Me high up on the first pitch of Unicorn

That was a decision I soon came to regret, and as my left foot was standing on tiny rock crystals and my right foot was just jammed precariously in the V-niche, (which kept popping out and making me over grip my axes which sapped more of my energy), I prayed that my axe picks wouldn’t rip out of the very thin hooks I was yarding on. Always in the back of my mind was the fact that I was high above that one little nut in the icy crack (WHAT A STUPID DECISION!).

Thankfully they didn’t rip and after another 20 meters of climbing, I arrived at the first belay fairly unscaved, apart from being a little mentally drained from the crux section. I quickly set up a belay on the hanging stance and started to bring Mike up the pitch.

Once he was at the belay and we had sorted the gear, he set off up the steep second pitch and swiftly got into the motions of technical egyptians, big lock offs and raging calf bump/burn. This pitch was home to some amazing moves and very technical climbing. Not bad for Mikes second route of the season.
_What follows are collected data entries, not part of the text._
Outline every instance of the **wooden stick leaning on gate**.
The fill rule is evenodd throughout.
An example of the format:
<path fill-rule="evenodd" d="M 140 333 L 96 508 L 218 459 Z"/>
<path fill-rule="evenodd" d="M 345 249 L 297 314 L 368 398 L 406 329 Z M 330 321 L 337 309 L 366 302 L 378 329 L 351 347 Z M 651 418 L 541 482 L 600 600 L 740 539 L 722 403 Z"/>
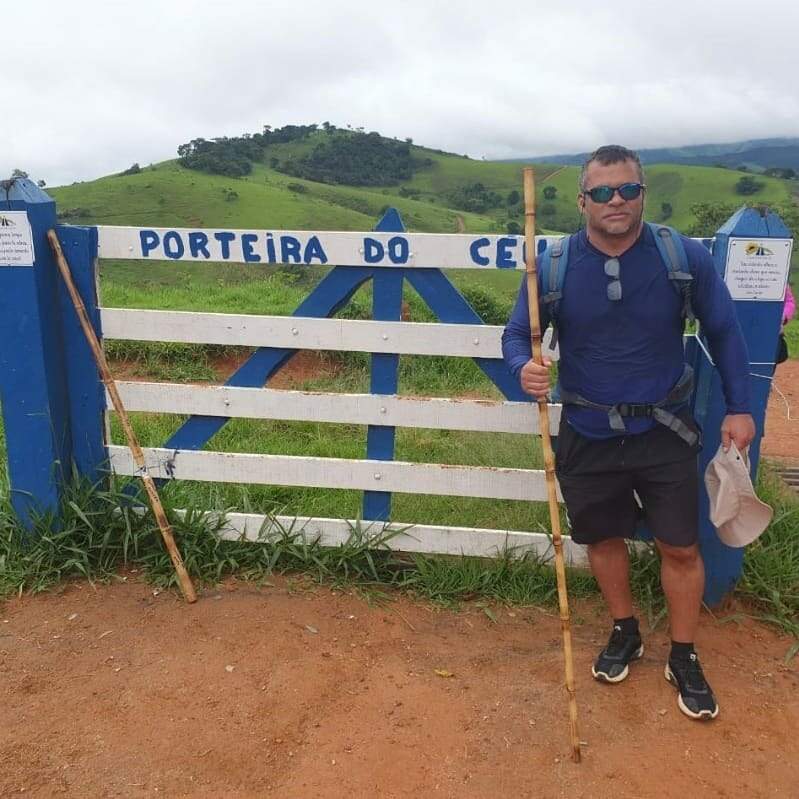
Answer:
<path fill-rule="evenodd" d="M 532 167 L 524 169 L 524 240 L 525 267 L 527 268 L 527 304 L 530 310 L 530 334 L 535 362 L 543 365 L 541 352 L 541 322 L 538 314 L 538 275 L 535 266 L 535 179 Z M 566 590 L 566 568 L 563 563 L 563 539 L 560 534 L 560 512 L 555 486 L 555 458 L 549 435 L 549 405 L 547 397 L 538 399 L 541 427 L 541 445 L 544 451 L 544 469 L 547 478 L 549 519 L 552 525 L 552 545 L 555 548 L 555 574 L 558 580 L 558 603 L 560 626 L 563 633 L 563 659 L 566 671 L 566 691 L 569 695 L 569 735 L 572 745 L 572 760 L 580 762 L 580 736 L 577 731 L 577 695 L 574 691 L 574 665 L 572 661 L 571 618 L 569 595 Z"/>
<path fill-rule="evenodd" d="M 180 551 L 175 544 L 175 539 L 172 535 L 172 528 L 170 527 L 169 521 L 166 518 L 166 513 L 164 513 L 164 506 L 161 504 L 161 498 L 158 496 L 158 490 L 155 487 L 153 478 L 150 477 L 147 471 L 147 466 L 144 462 L 144 453 L 142 452 L 139 441 L 136 438 L 136 434 L 133 432 L 133 428 L 130 425 L 130 420 L 128 419 L 128 414 L 125 411 L 125 406 L 122 404 L 122 399 L 117 391 L 117 386 L 114 382 L 113 376 L 111 375 L 111 370 L 108 368 L 108 361 L 105 359 L 105 353 L 100 346 L 100 342 L 97 339 L 94 328 L 89 321 L 89 316 L 86 313 L 86 306 L 83 304 L 83 300 L 80 298 L 80 294 L 78 294 L 78 290 L 75 287 L 75 282 L 72 279 L 72 272 L 69 268 L 69 264 L 67 263 L 67 259 L 64 256 L 64 252 L 61 249 L 61 243 L 58 241 L 58 236 L 56 236 L 54 230 L 47 231 L 47 239 L 50 242 L 50 247 L 55 255 L 56 263 L 58 264 L 58 270 L 61 272 L 61 277 L 64 279 L 67 291 L 72 299 L 72 304 L 75 306 L 75 313 L 78 315 L 80 326 L 83 328 L 86 340 L 89 342 L 89 347 L 91 348 L 91 351 L 94 355 L 94 360 L 97 363 L 97 368 L 100 370 L 100 376 L 105 384 L 106 389 L 108 390 L 109 395 L 111 396 L 111 402 L 114 405 L 114 410 L 119 415 L 119 421 L 122 424 L 122 429 L 125 431 L 125 437 L 128 440 L 128 446 L 130 447 L 133 461 L 136 464 L 139 474 L 141 475 L 142 482 L 144 483 L 144 489 L 147 492 L 147 498 L 150 500 L 150 507 L 153 510 L 153 515 L 155 516 L 156 521 L 158 522 L 158 528 L 161 530 L 161 536 L 164 539 L 167 552 L 169 552 L 169 557 L 172 559 L 172 564 L 174 565 L 175 572 L 178 575 L 180 590 L 183 592 L 183 596 L 187 602 L 196 602 L 197 594 L 194 591 L 194 585 L 192 585 L 189 573 L 186 571 L 186 567 L 183 565 L 183 558 L 181 558 Z"/>

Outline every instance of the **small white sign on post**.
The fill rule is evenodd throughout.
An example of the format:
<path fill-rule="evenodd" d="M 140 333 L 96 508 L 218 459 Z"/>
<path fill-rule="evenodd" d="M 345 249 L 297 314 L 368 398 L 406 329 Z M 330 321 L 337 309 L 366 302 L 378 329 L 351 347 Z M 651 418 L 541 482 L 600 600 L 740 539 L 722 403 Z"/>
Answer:
<path fill-rule="evenodd" d="M 734 300 L 775 302 L 785 296 L 793 239 L 729 240 L 724 280 Z"/>
<path fill-rule="evenodd" d="M 33 233 L 25 211 L 0 210 L 2 266 L 33 266 Z"/>

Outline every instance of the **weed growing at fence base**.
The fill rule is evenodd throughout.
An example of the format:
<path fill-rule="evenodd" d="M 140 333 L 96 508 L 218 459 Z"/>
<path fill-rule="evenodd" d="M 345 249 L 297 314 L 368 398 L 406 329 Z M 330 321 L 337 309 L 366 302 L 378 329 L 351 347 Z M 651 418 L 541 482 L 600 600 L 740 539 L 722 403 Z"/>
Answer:
<path fill-rule="evenodd" d="M 768 467 L 760 470 L 758 495 L 774 508 L 774 519 L 747 547 L 737 593 L 759 618 L 799 638 L 799 500 Z"/>
<path fill-rule="evenodd" d="M 175 587 L 155 521 L 131 504 L 122 487 L 76 482 L 66 492 L 60 523 L 43 515 L 30 532 L 19 525 L 6 493 L 0 507 L 0 596 L 36 593 L 74 577 L 112 580 L 123 569 L 140 569 L 155 585 Z M 343 544 L 325 547 L 302 529 L 274 520 L 273 532 L 259 543 L 229 541 L 220 536 L 223 513 L 167 512 L 186 568 L 207 585 L 228 575 L 259 580 L 298 572 L 318 582 L 395 587 L 448 604 L 478 597 L 510 604 L 556 602 L 554 571 L 529 554 L 507 552 L 492 560 L 405 556 L 390 549 L 396 532 L 360 524 Z M 574 595 L 596 591 L 586 572 L 573 571 L 571 582 Z"/>

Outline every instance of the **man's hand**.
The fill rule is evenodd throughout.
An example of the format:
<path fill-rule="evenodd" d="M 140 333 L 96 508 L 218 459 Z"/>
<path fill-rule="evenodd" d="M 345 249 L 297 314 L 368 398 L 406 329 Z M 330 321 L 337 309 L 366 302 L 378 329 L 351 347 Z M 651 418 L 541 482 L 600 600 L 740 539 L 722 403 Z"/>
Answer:
<path fill-rule="evenodd" d="M 549 391 L 549 367 L 552 361 L 544 358 L 544 365 L 539 366 L 532 358 L 522 366 L 519 380 L 522 391 L 532 394 L 536 399 L 546 396 Z"/>
<path fill-rule="evenodd" d="M 526 368 L 526 367 L 525 367 Z M 755 420 L 748 413 L 730 413 L 721 423 L 721 446 L 726 452 L 730 442 L 743 452 L 755 437 Z"/>

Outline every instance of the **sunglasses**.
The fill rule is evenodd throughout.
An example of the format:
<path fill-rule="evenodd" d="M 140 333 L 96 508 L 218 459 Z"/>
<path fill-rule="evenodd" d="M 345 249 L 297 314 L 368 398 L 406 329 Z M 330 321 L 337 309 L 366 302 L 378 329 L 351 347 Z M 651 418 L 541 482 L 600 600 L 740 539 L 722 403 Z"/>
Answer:
<path fill-rule="evenodd" d="M 585 189 L 583 195 L 588 195 L 595 203 L 609 203 L 613 195 L 618 192 L 622 200 L 635 200 L 641 196 L 646 188 L 643 183 L 622 183 L 621 186 L 594 186 Z"/>
<path fill-rule="evenodd" d="M 605 261 L 605 274 L 613 278 L 608 283 L 608 299 L 611 302 L 618 302 L 621 299 L 621 280 L 619 274 L 621 271 L 621 264 L 618 258 L 609 258 Z"/>

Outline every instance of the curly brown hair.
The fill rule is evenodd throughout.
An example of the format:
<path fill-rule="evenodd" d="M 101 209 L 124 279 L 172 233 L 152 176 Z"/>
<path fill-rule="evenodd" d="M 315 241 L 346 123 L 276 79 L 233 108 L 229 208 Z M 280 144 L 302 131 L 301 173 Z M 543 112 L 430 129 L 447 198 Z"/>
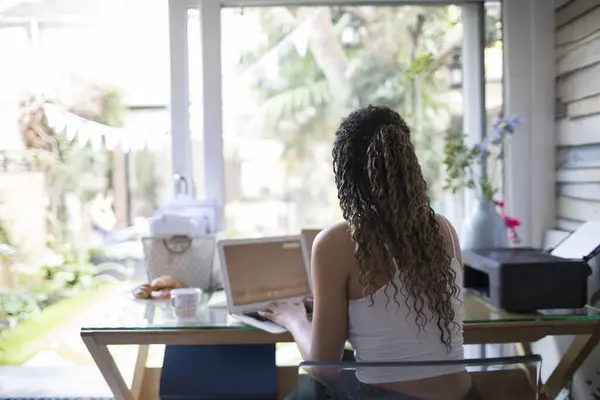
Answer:
<path fill-rule="evenodd" d="M 336 133 L 333 171 L 365 295 L 373 304 L 375 279 L 384 274 L 398 308 L 402 293 L 419 332 L 435 318 L 449 351 L 451 326 L 457 325 L 456 273 L 402 117 L 382 106 L 351 113 Z M 397 273 L 402 288 L 394 279 Z"/>

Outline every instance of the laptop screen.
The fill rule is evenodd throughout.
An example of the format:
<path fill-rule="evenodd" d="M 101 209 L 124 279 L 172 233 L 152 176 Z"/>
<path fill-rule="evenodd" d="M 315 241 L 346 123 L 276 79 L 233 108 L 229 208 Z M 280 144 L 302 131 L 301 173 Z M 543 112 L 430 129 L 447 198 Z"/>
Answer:
<path fill-rule="evenodd" d="M 304 246 L 306 247 L 306 254 L 309 262 L 312 256 L 313 243 L 319 233 L 321 233 L 321 229 L 302 229 L 301 235 L 304 240 Z"/>
<path fill-rule="evenodd" d="M 223 246 L 234 306 L 310 294 L 300 239 Z"/>

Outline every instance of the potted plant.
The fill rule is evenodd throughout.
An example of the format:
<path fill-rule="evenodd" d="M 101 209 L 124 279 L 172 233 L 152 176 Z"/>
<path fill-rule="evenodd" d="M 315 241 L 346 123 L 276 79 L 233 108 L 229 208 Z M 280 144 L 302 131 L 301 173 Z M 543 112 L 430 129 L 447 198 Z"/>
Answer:
<path fill-rule="evenodd" d="M 518 220 L 504 214 L 504 203 L 496 198 L 498 187 L 490 177 L 494 176 L 496 168 L 502 168 L 504 141 L 515 133 L 521 122 L 515 116 L 499 118 L 489 135 L 474 146 L 467 144 L 463 133 L 450 133 L 446 138 L 444 189 L 453 193 L 472 190 L 478 200 L 465 224 L 462 243 L 466 249 L 508 247 L 508 232 L 514 241 L 518 240 L 515 231 Z M 488 164 L 491 173 L 485 174 L 483 166 Z M 501 213 L 497 212 L 497 207 L 501 207 Z"/>

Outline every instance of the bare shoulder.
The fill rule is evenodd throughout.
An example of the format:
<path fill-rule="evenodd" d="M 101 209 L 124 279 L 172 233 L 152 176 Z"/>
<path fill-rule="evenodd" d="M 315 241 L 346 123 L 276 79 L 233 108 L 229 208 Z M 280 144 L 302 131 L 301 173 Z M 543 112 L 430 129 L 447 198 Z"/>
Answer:
<path fill-rule="evenodd" d="M 335 224 L 323 229 L 315 238 L 315 244 L 342 244 L 347 242 L 350 245 L 349 226 L 346 221 L 336 222 Z"/>
<path fill-rule="evenodd" d="M 446 228 L 446 226 L 448 228 L 450 228 L 450 231 L 452 233 L 456 233 L 456 230 L 454 229 L 454 225 L 452 225 L 452 223 L 448 220 L 448 218 L 444 217 L 441 214 L 435 214 L 435 220 L 437 221 L 438 225 L 442 228 Z M 445 231 L 448 231 L 448 229 L 444 229 Z"/>
<path fill-rule="evenodd" d="M 328 264 L 347 265 L 347 261 L 354 260 L 347 222 L 335 223 L 317 235 L 312 259 L 315 261 L 313 267 L 319 268 L 326 268 Z"/>
<path fill-rule="evenodd" d="M 456 229 L 452 225 L 448 218 L 443 215 L 436 214 L 435 219 L 440 227 L 440 232 L 442 237 L 444 238 L 444 245 L 448 250 L 449 254 L 453 254 L 454 257 L 458 259 L 459 262 L 462 263 L 462 257 L 460 254 L 460 244 L 458 241 L 458 234 L 456 233 Z M 454 244 L 454 246 L 453 246 Z"/>

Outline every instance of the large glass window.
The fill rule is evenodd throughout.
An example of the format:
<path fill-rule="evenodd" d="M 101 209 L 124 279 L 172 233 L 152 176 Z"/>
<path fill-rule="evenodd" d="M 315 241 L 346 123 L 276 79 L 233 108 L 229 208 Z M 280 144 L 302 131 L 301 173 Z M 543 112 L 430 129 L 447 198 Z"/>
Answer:
<path fill-rule="evenodd" d="M 341 218 L 331 147 L 368 104 L 413 129 L 444 212 L 443 137 L 462 124 L 456 6 L 251 7 L 221 11 L 225 229 L 297 233 Z"/>
<path fill-rule="evenodd" d="M 0 3 L 0 365 L 90 363 L 172 194 L 168 2 Z"/>

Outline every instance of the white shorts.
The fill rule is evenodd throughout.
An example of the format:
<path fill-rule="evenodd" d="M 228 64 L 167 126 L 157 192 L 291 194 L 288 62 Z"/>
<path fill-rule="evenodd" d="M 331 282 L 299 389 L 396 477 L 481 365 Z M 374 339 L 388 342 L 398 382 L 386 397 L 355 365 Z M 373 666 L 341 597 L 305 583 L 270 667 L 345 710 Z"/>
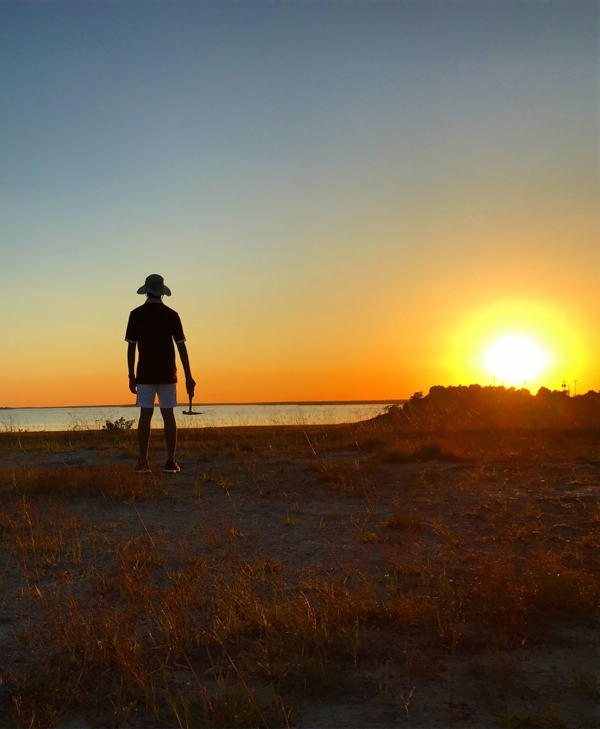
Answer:
<path fill-rule="evenodd" d="M 177 407 L 177 385 L 138 385 L 135 404 L 138 408 L 153 408 L 154 400 L 158 395 L 158 404 L 161 408 Z"/>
Mike starting up the second pitch of Unicorn
Mike nearing the top of the technical second pitch of Unicorn

After my next pitch which also had some hard moves at the top, Mike lead the last short section under the light of an almost full moon, and once at the top of the route the whole of Glen Coe was lit up in the clear nights sky. This was the icing on the cake for me, I could have sat up there on those snow covered rocks in the still nights air for hours. But we quickly sorted our kit and headed down the easy gully (glissading) back to our bags.

Unicorn was an awesome line and it was good to get it done with Mr Tweedley after having talked about doing it in the past. What an awesome day!